14 KiB
Skill Production Pipeline — claude-skills
Effective: 2026-03-07 | Applies to ALL new skills, improvements, and deployments. Owner: Leo (orchestrator) + Reza (final approval)
Mandatory Pipeline
Every skill MUST go through this pipeline. No exceptions.
Intent → Research → Draft → Eval → Iterate → Compliance → Package → Deploy → Verify → Rollback-Ready
Tool: Anthropic Skill Creator (v2025-03+)
Location: ~/.openclaw/workspace/skills/skill-creator/
Components: SKILL.md, 3 agents (grader, comparator, analyzer), 10 scripts, eval-viewer, schemas
Dependencies
| Tool | Version | Install | Fallback |
|---|---|---|---|
| Tessl CLI | v0.70.0 | tessl login (auth: rezarezvani) |
Manual 8-point compliance check |
| ClawHub CLI | latest | npm i -g @openclaw/clawhub |
Skip OpenClaw publish, do manually later |
| Claude Code | 2.1+ | Already installed | Required, no fallback |
| Python | 3.10+ | System | Required for scripts |
Iteration Limits
- Max 5 iterations per skill before escalation
- Max 3 hours per skill in eval loop
- If stuck → log issue, move to next skill, revisit in next batch
Phase 1: Intent & Research
- Capture intent — What should this skill enable? When should it trigger? Expected output format?
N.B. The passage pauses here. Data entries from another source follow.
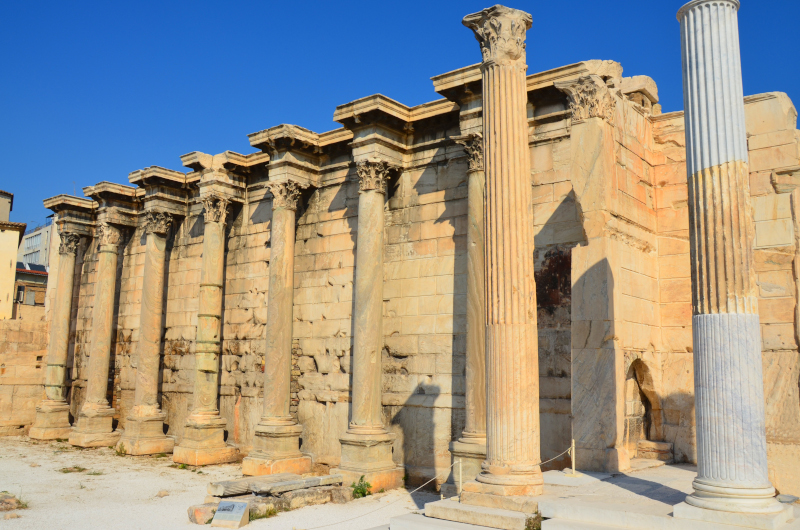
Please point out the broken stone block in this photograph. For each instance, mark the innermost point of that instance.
(202, 513)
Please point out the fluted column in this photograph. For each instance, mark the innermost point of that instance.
(367, 445)
(203, 439)
(93, 427)
(276, 447)
(729, 393)
(144, 430)
(52, 413)
(512, 373)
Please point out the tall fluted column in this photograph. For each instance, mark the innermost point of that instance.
(52, 413)
(144, 430)
(203, 439)
(276, 447)
(470, 449)
(512, 371)
(93, 427)
(367, 445)
(729, 391)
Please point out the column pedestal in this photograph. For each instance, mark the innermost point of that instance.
(367, 445)
(94, 424)
(276, 447)
(52, 421)
(52, 414)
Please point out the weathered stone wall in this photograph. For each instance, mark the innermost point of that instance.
(23, 352)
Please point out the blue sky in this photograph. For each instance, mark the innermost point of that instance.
(94, 90)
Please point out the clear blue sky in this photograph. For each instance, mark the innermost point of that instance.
(94, 90)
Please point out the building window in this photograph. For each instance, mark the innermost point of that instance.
(33, 241)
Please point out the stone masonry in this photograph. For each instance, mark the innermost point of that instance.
(610, 254)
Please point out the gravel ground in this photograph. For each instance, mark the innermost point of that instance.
(118, 492)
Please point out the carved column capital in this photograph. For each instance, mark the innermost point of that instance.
(473, 145)
(589, 97)
(69, 243)
(285, 194)
(216, 208)
(500, 31)
(158, 222)
(108, 234)
(373, 174)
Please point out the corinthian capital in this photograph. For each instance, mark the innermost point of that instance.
(158, 222)
(589, 97)
(69, 243)
(500, 31)
(373, 174)
(216, 208)
(285, 194)
(473, 145)
(108, 234)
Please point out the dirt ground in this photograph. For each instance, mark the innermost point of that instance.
(71, 488)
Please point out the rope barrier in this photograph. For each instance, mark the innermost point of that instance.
(569, 450)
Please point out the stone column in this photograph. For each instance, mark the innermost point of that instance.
(729, 391)
(471, 446)
(367, 445)
(203, 440)
(52, 413)
(144, 430)
(512, 372)
(93, 427)
(276, 447)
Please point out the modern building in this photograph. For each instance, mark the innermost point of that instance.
(10, 238)
(36, 244)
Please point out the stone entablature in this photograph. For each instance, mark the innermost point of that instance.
(611, 257)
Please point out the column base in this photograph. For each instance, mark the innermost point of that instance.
(94, 427)
(370, 455)
(761, 521)
(52, 421)
(472, 456)
(204, 444)
(145, 436)
(722, 497)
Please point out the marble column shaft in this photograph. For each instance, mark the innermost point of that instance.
(732, 470)
(276, 447)
(94, 424)
(475, 420)
(144, 429)
(368, 318)
(52, 414)
(512, 374)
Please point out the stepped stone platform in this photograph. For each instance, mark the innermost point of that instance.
(643, 498)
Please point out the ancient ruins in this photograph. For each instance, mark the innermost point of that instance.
(529, 259)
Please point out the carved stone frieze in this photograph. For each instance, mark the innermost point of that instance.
(473, 145)
(158, 222)
(216, 208)
(69, 243)
(285, 194)
(373, 174)
(108, 234)
(589, 97)
(500, 31)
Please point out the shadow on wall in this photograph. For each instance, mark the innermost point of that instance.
(417, 424)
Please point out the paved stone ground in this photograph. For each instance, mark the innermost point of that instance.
(117, 492)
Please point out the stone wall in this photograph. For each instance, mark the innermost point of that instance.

- Interview — Edge cases, input/output formats, success criteria, dependencies
- Research — Check competing skills, market gaps, related domain standards
- Define domain expertise level — Skills must be POWERFUL tier (expert-level, not generic)
Phase 2: Draft SKILL.md
Using Anthropic's skill-creator workflow:
Required Structure
skill-name/
├── SKILL.md # Core instructions (YAML frontmatter required)
│ ├── name: (kebab-case)
│ ├── description: (pushy triggers, when-to-use)
│ └── Body (<500 lines ideal)
├── scripts/ # Python CLI tools (no ML/LLM calls, stdlib only)
├── references/ # Expert knowledge bases (loaded on demand)
├── assets/ # Templates, sample data, expected outputs
├── agents/ # Sub-agent definitions (if applicable)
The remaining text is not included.